The U.S. Securities and Exchange Commission on May 25 proposed new disclosure mandates for investment advisers and firms that market funds focused on environmental, social and governance priorities.
The proposal comes as the SEC seeks to hold companies accountable for their ESG and sustainability promises amid growing investor demand for more clarity. The agency is also taking comments on a much-debated rule that will require publicly traded companies to report their greenhouse gas emissions annually.
The new ESG proposal tackles a broader effort by companies to show their commitments to issues that go beyond strict financial performance, including social and environmental justice. SEC Chairman Gary Gensler likened the need for ESG standards to the expectations consumers have when they buy milk in a grocery store.
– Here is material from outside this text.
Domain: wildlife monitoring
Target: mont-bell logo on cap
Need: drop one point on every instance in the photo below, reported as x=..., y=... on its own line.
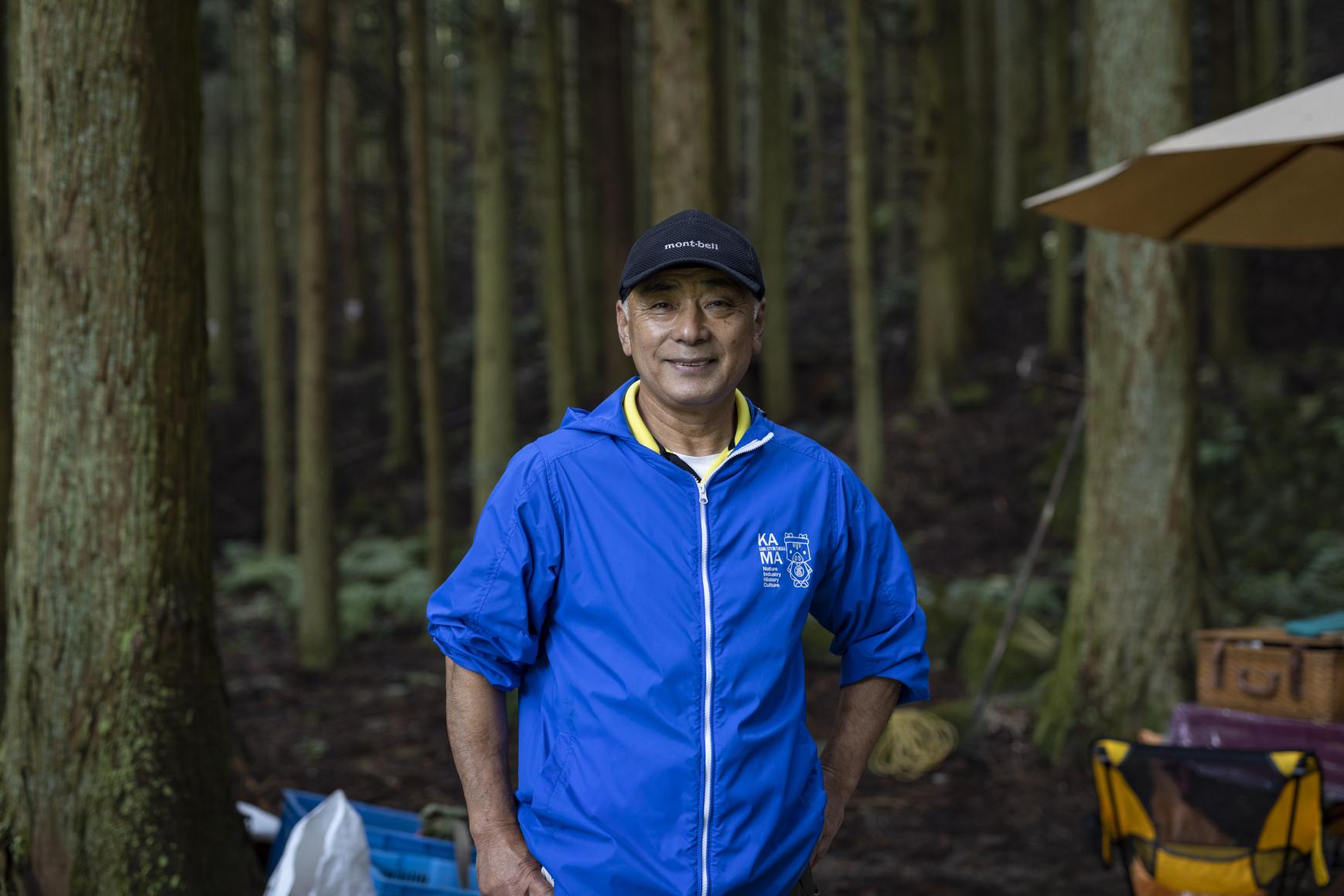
x=692, y=244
"What does 'fat-free' mean? Well, in that case, you can see objective figures, like grams of fat, which are detailed on the nutrition label," Gensler wrote in a statement published along with the proposed rule. "Funds often disclose objective metrics as well. When doing so, investors get a window into the criteria used by the asset managers for the fund and the data that underlies the claim."
But when it comes to ESG investing, "there's currently a huge range of what asset managers might disclose or mean by their claims," Gensler said.
Under the May 25 rule, firms that offer ESG funds would be required to disclose more details on their investment strategies, and to report such information in "structured data language." Some funds would also need to disclose what ESG impacts they seek to achieve and what key metrics they use to assess progress.
Those that claim to consider environmental factors in their investment strategies would be required to disclose the carbon footprint of their portfolios.
"While we have just begun reviewing these proposed rules, the actions taken by the SEC would address concerns about greenwashing, and result in greater investor confidence that sustainable funds are what they say they are," said Steven Rothstein, managing director of the Ceres Accelerator for Sustainable Capital Markets at the investor network Ceres.
"More consistent disclosures are sorely needed to help investors take advantage of this dynamic and growing market," Rothstein said in a statement.